As what I have searched "cut someone some slack" means: to treat (someone) in a less harsh or critical way

Based on what I have learned, we either use "don't/doesn't" or "no" for making a sentence negative, like "I don't like it" or "This is no good". If I wanted to make the above idiom negative I would either say:

these Turtle boys don't cut him any slack!

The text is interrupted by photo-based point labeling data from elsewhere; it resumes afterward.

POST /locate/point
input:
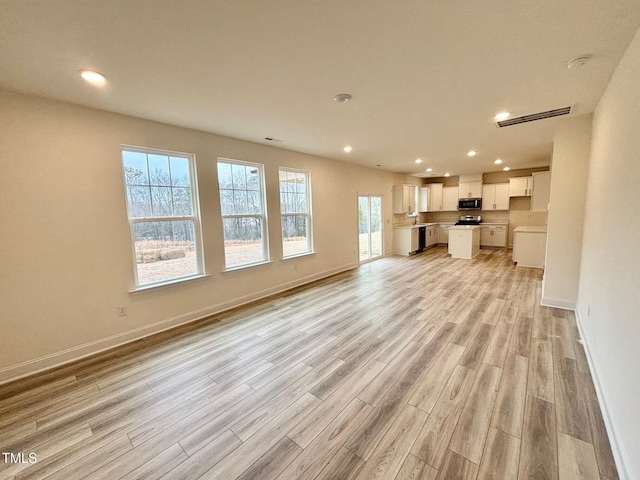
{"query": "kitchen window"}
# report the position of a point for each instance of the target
(164, 220)
(242, 204)
(295, 212)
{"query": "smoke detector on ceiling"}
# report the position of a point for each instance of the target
(342, 97)
(578, 62)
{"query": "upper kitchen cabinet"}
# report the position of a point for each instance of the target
(450, 199)
(405, 198)
(520, 186)
(430, 198)
(541, 190)
(470, 190)
(495, 196)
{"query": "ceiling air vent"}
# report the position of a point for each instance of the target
(534, 117)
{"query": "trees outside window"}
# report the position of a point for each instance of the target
(243, 212)
(295, 212)
(163, 215)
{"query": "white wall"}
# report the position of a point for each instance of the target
(65, 253)
(609, 300)
(569, 170)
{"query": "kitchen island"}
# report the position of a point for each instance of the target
(464, 241)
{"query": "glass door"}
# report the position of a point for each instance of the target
(370, 227)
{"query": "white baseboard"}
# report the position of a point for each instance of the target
(615, 446)
(57, 359)
(558, 303)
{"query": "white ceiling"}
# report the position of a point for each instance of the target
(426, 76)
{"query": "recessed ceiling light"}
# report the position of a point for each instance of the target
(93, 77)
(342, 98)
(578, 62)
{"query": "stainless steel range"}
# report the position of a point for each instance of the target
(469, 220)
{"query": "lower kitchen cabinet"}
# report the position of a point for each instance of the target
(432, 236)
(443, 233)
(405, 241)
(493, 236)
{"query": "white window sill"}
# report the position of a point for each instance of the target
(168, 283)
(248, 265)
(293, 257)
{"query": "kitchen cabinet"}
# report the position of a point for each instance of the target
(464, 241)
(431, 236)
(541, 191)
(404, 198)
(405, 240)
(424, 200)
(495, 196)
(450, 199)
(529, 246)
(443, 233)
(430, 198)
(520, 186)
(470, 190)
(493, 236)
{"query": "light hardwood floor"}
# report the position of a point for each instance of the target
(423, 367)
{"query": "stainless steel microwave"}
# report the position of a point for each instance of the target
(470, 204)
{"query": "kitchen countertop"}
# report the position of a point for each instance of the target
(415, 226)
(531, 229)
(464, 227)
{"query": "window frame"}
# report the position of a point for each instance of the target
(195, 217)
(262, 215)
(308, 214)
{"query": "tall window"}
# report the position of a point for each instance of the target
(163, 215)
(243, 213)
(295, 211)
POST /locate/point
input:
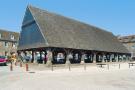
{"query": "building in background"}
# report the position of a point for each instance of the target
(8, 42)
(129, 43)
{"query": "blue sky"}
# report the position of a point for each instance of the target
(116, 16)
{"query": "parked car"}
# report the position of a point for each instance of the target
(3, 60)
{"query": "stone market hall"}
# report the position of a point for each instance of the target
(63, 40)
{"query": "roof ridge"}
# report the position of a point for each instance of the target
(46, 11)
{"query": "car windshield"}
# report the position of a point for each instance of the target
(3, 57)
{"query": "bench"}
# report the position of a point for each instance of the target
(102, 64)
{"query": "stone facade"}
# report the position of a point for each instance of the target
(8, 42)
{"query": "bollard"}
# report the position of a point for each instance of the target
(20, 64)
(27, 67)
(84, 66)
(52, 67)
(119, 66)
(11, 67)
(108, 66)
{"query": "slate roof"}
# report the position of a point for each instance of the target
(127, 39)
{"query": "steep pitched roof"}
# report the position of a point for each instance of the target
(127, 39)
(60, 31)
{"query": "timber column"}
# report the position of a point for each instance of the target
(94, 58)
(68, 57)
(49, 61)
(82, 58)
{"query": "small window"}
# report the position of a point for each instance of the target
(12, 37)
(6, 44)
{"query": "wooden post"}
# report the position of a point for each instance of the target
(27, 67)
(32, 57)
(11, 67)
(119, 66)
(94, 58)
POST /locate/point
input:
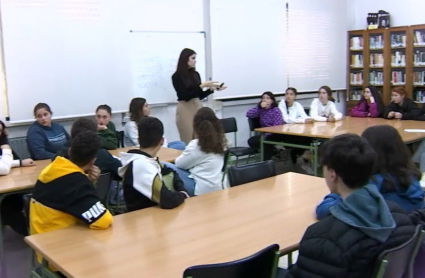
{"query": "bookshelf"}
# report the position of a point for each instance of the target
(389, 57)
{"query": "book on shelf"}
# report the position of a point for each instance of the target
(419, 58)
(356, 60)
(356, 78)
(398, 78)
(398, 40)
(376, 42)
(419, 78)
(376, 78)
(376, 59)
(419, 38)
(398, 59)
(356, 43)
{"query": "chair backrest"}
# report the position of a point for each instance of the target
(229, 125)
(262, 264)
(251, 172)
(120, 136)
(397, 262)
(102, 187)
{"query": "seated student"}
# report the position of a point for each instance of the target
(44, 137)
(64, 195)
(104, 160)
(139, 109)
(147, 182)
(370, 105)
(200, 164)
(394, 174)
(105, 128)
(400, 107)
(323, 109)
(269, 115)
(12, 205)
(361, 226)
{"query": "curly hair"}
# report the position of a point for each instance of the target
(209, 131)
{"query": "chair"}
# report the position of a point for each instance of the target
(230, 126)
(398, 262)
(252, 172)
(120, 136)
(102, 186)
(261, 264)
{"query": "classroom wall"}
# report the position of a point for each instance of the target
(409, 12)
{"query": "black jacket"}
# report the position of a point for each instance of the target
(408, 109)
(331, 248)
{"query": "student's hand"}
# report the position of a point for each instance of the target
(93, 173)
(27, 162)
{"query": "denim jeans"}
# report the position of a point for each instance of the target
(177, 145)
(184, 175)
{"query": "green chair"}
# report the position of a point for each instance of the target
(262, 264)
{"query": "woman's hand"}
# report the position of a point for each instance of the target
(27, 162)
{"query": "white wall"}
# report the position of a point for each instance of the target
(407, 12)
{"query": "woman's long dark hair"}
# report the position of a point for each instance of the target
(209, 131)
(136, 109)
(189, 75)
(378, 99)
(270, 94)
(393, 157)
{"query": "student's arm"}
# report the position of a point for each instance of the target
(254, 112)
(36, 147)
(323, 209)
(189, 157)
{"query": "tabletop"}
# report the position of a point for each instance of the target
(221, 226)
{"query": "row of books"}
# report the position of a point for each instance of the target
(419, 58)
(356, 78)
(356, 43)
(376, 42)
(398, 59)
(398, 78)
(398, 40)
(419, 96)
(356, 60)
(419, 78)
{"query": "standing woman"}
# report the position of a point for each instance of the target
(190, 92)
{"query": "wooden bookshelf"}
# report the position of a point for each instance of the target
(391, 57)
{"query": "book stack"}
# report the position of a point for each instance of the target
(398, 59)
(356, 43)
(356, 78)
(376, 60)
(398, 40)
(398, 78)
(376, 78)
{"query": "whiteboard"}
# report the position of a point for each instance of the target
(76, 55)
(153, 65)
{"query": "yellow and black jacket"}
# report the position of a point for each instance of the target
(63, 196)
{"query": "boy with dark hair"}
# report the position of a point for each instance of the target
(146, 181)
(348, 241)
(104, 160)
(64, 194)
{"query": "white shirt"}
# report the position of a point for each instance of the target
(7, 162)
(131, 135)
(320, 112)
(205, 168)
(294, 114)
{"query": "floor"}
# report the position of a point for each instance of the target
(18, 254)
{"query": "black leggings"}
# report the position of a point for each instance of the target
(255, 141)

these Turtle boys cut him no slack!

but why are both of "don't" and "no" used here? If it's OK to use both don't and no in one sentence in which situations we can do so?

  • 5
    Using "don't" and "no" in one sentence... don't make no sense.
    – 41686d6564
    Commented Mar 14, 2022 at 3:05
  • @41686d6564 Does is make any sense now?
    – user141755
    Commented Mar 14, 2022 at 8:21
  • 3
    That was a joke :) "don't make no sense" has two grammatical errors but it's common usage in informal speech in some dialects as explained in the answer below. To be grammatically correct, I should've said "doesn't make any sense" or "makes no sense".
    – 41686d6564
    Commented Mar 14, 2022 at 8:42
  • 1
    Idioms don't follow the rules.
    – mcalex
    Commented Mar 15, 2022 at 5:23

1 Answer 1


It's an example of a double negative, used in some dialects/regional varieties of English. It's non-standard. It basically means the same as "don't cut him any slack".

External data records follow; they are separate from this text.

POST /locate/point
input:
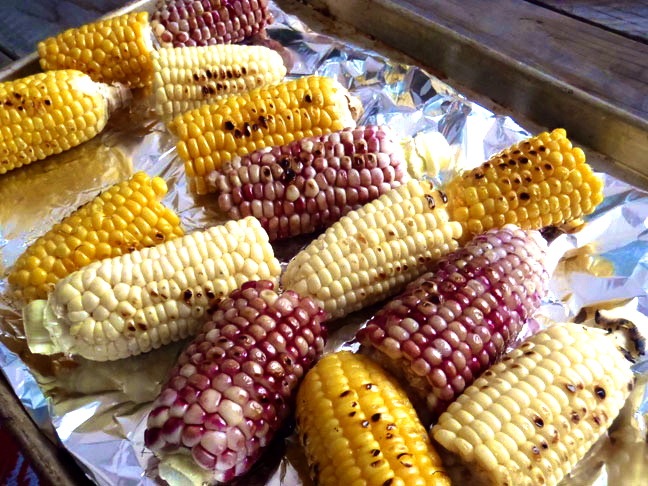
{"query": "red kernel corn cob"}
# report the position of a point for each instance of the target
(233, 386)
(126, 217)
(357, 426)
(181, 23)
(308, 184)
(531, 417)
(375, 251)
(450, 325)
(273, 115)
(538, 182)
(114, 50)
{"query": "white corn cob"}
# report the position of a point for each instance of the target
(531, 417)
(373, 252)
(187, 77)
(139, 301)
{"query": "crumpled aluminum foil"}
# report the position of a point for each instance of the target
(98, 410)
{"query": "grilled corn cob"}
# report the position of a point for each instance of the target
(127, 305)
(47, 113)
(451, 324)
(186, 78)
(358, 427)
(126, 217)
(233, 386)
(264, 117)
(538, 182)
(181, 23)
(373, 252)
(310, 183)
(114, 50)
(535, 414)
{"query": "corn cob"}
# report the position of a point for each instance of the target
(182, 23)
(541, 181)
(126, 217)
(358, 427)
(450, 325)
(264, 117)
(373, 252)
(308, 184)
(535, 414)
(114, 50)
(127, 305)
(47, 113)
(233, 386)
(186, 78)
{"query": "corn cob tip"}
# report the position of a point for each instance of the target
(181, 469)
(427, 153)
(38, 320)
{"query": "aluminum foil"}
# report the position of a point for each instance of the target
(98, 410)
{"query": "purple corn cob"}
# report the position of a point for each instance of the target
(450, 325)
(180, 23)
(232, 387)
(307, 185)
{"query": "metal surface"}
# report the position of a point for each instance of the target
(604, 105)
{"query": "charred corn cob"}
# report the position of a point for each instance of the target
(357, 426)
(375, 251)
(47, 113)
(451, 324)
(234, 385)
(530, 418)
(114, 50)
(310, 183)
(127, 305)
(183, 23)
(186, 78)
(264, 117)
(126, 217)
(538, 182)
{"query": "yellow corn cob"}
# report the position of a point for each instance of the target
(373, 252)
(264, 117)
(126, 217)
(530, 418)
(538, 182)
(188, 77)
(127, 305)
(47, 113)
(358, 427)
(115, 50)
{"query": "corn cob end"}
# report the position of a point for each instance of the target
(38, 320)
(428, 153)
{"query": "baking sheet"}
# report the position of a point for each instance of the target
(98, 410)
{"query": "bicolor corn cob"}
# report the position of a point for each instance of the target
(186, 78)
(126, 217)
(375, 251)
(182, 23)
(240, 124)
(310, 183)
(451, 324)
(541, 181)
(530, 418)
(233, 386)
(114, 50)
(357, 426)
(47, 113)
(127, 305)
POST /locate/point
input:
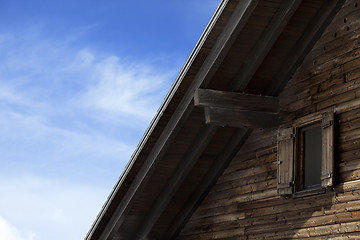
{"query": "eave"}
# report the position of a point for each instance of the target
(181, 156)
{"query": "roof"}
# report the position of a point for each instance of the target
(250, 48)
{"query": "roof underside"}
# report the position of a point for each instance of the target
(250, 46)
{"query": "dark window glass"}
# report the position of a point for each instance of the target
(313, 156)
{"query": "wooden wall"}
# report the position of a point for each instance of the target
(244, 203)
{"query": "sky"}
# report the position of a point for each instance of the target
(80, 82)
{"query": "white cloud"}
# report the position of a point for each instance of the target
(9, 232)
(133, 90)
(47, 208)
(68, 120)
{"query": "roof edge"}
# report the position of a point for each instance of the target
(159, 113)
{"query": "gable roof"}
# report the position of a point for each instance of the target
(249, 46)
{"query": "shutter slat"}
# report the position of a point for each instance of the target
(327, 169)
(285, 161)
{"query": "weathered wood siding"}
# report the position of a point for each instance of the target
(244, 202)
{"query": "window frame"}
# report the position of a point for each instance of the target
(290, 177)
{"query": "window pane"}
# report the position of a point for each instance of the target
(313, 151)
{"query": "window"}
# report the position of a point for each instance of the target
(308, 164)
(306, 155)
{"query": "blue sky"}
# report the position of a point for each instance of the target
(80, 82)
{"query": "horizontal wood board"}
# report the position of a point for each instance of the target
(244, 203)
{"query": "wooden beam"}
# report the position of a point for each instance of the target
(235, 101)
(215, 171)
(220, 49)
(265, 43)
(239, 118)
(303, 46)
(181, 172)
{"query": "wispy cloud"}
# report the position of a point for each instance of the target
(70, 119)
(134, 90)
(9, 232)
(33, 204)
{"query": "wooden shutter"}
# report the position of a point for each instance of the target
(285, 163)
(327, 168)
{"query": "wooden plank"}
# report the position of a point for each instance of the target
(236, 23)
(210, 179)
(306, 42)
(238, 118)
(201, 141)
(265, 43)
(235, 101)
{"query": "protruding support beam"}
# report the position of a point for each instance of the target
(239, 118)
(235, 101)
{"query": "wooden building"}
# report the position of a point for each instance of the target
(259, 137)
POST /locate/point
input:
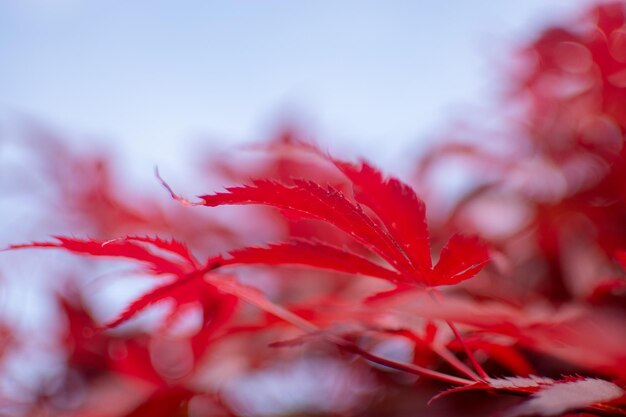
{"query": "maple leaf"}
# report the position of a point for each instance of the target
(397, 231)
(551, 397)
(309, 253)
(163, 257)
(557, 398)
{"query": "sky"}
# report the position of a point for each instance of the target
(154, 77)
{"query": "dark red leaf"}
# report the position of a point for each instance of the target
(118, 248)
(462, 258)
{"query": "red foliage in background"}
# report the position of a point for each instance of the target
(343, 299)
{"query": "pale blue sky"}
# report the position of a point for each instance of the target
(152, 73)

Songs often use dialects/regional varieties of English. You may also find these used in literature, for example when directly quoting speech, or possibly even in poetry, rap, movies, etc.

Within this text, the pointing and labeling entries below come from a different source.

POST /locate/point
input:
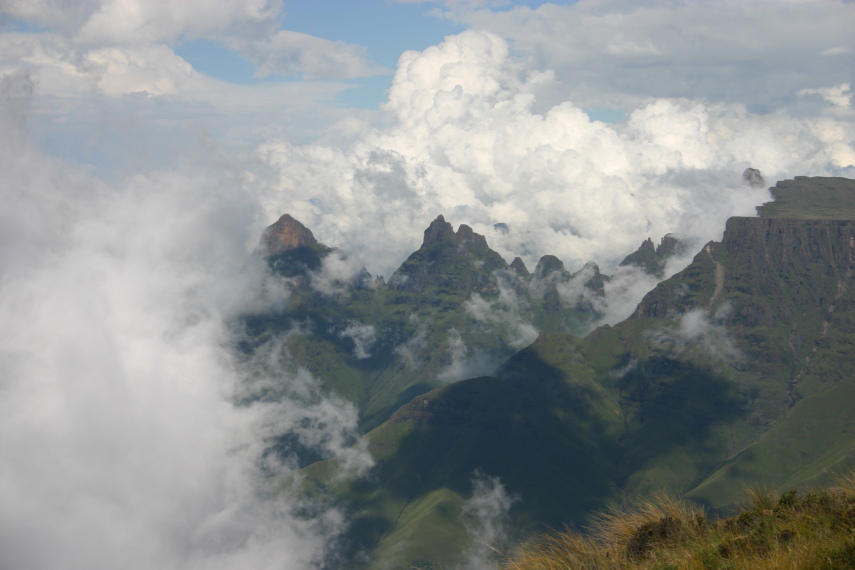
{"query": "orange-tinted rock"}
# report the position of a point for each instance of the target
(287, 233)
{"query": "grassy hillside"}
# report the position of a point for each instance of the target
(789, 531)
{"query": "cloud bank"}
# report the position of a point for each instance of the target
(465, 141)
(120, 442)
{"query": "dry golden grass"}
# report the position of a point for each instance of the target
(787, 532)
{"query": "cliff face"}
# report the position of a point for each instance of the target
(458, 262)
(785, 262)
(283, 235)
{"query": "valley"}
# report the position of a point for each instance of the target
(735, 371)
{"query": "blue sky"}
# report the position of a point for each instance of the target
(385, 28)
(145, 145)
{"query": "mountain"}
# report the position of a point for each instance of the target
(453, 309)
(735, 371)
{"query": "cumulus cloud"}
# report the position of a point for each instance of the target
(120, 441)
(465, 140)
(618, 53)
(485, 515)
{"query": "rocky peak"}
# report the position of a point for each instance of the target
(283, 235)
(547, 265)
(652, 259)
(460, 262)
(439, 231)
(519, 267)
(468, 239)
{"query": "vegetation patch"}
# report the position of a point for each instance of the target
(789, 531)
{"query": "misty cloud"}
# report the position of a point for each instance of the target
(485, 515)
(505, 314)
(464, 362)
(468, 143)
(119, 436)
(702, 330)
(363, 337)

Some examples of double negatives in lines from other songs:

  • Ain't no sunshine when she's gone - Ain't No Sunshine, by Bill Withers
  • I can't get no satisfaction - Satisfaction, by the Rolling Stones
  • We don't need no education - Another Brick in the Wall, Part 2, by Pink Floyd
  • It wouldn't be nothing, nothing without a woman or a girl - It's a Man's World, by James Brown
  • 3
    Another well-known exemple is "I didn't do nothing wrong".
    – Polygnome
    Commented Mar 13, 2022 at 22:24
  • 3
    @anotherdave I'm not "arguing against" the use of double negatives here.
    – Billy Kerr
    Commented Mar 14, 2022 at 10:55
  • 7
    @anotherdave I mean non-standard in regard to formal English grammar. Non-standard does not mean they are not common or widely understood. English language learners are generally taught formal English grammar, so when they see something like this, it confuses the hell out of them, as it goes against everything they've been taught.
    – Billy Kerr
    Commented Mar 14, 2022 at 11:33
  • 4
    Just to explicitly point it out: song lyrics tend to get a broader free pass here because of needing to conform to rhythm and/or rhyme, which can sometimes be achieved using the additional negative. While Bill Withers could've gotten away with "There's no sunshine when she's gone" while keeping the rhythm, the Rolling Stones couldn't easily have maintained the rhythm when avoiding the double negative in "I can't get no satisfaction".
    – Flater
    Commented Mar 14, 2022 at 13:40
  • 8
    @anotherdave, I think the point is that usage of double-negative to mean what the grammar says is perfectly standard. To use a double-negative to mean the opposite of what the grammar says (as per the examples in this answer) are non-standard.